According to this article, requiring certain safety training for specific employees who will not need it based on their job duties is a mistake many companies make (for example, enforcing a Fall-Protection training class on a receptionist). When a specific class is not relevant to the employee’s role it can, in turn, cause the employer’s safety processes and efforts credibility to lower and seem pointless to employees.

By assessing and analyzing employee training needs, you can decide on a more focused direction for your safety training. This, in turn, will strengthen the impact of your company’s occupational safety culture and therefore be applied efficiently.

Safety training should be specific, relevant and concise. Here are three methods of determining your adequate selection of safety implementation:

  1. Through a hazard analysis – The use of a preliminary hazard analysis allows for an employee’s job duties to be broken down and analyzed for hazards. Upon the determination of the applicable hazards, appropriate safety training (among other proactive measures) can be prescribed.
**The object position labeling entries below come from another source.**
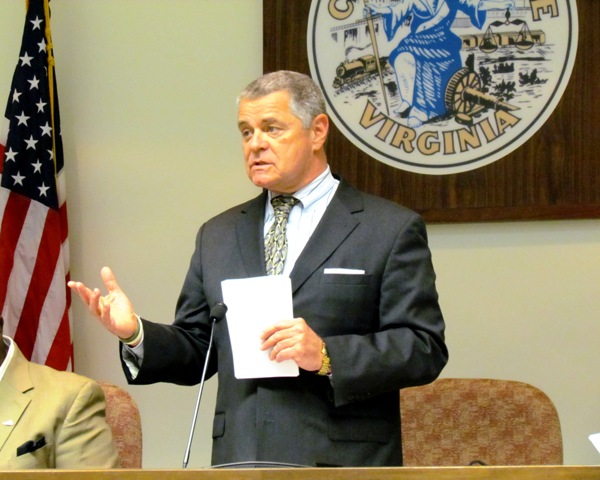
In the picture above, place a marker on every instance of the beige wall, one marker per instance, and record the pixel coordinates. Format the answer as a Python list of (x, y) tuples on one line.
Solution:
[(147, 90)]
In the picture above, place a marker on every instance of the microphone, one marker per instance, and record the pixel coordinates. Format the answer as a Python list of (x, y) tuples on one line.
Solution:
[(216, 314)]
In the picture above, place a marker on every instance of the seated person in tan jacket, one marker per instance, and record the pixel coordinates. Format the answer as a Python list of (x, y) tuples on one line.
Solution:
[(48, 418)]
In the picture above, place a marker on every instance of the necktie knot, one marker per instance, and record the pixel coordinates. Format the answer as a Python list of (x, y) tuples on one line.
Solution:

A few of the other common hazard analysis methods that can be beneficial to determining employee training needs include: the Fault Tree Analysis (FTA), the Job/Task Hazard Analysis (JHA/THA) and the Hazard and Operability Study (HAZOP).
  2. Through a Training Needs Assessment questionnaire – Another common method of determining employee training needs is through a comprehensive Training Needs Assessment questionnaire. Historically, this type of questionnaire has been completed in a paper format, but Web-based or electronic formats are user-friendly, precise and allow regulatory and client-specific needs to be uploaded into the system. Consistently updating this information helps organizations remain on the cutting edge in their client service and government compliance.
  3. Through other methods – Training needs can also be determined through employee interviews, job observation (which is also a component of a job/task hazard analysis), focus groups and analyzing accident and near miss data and statistics.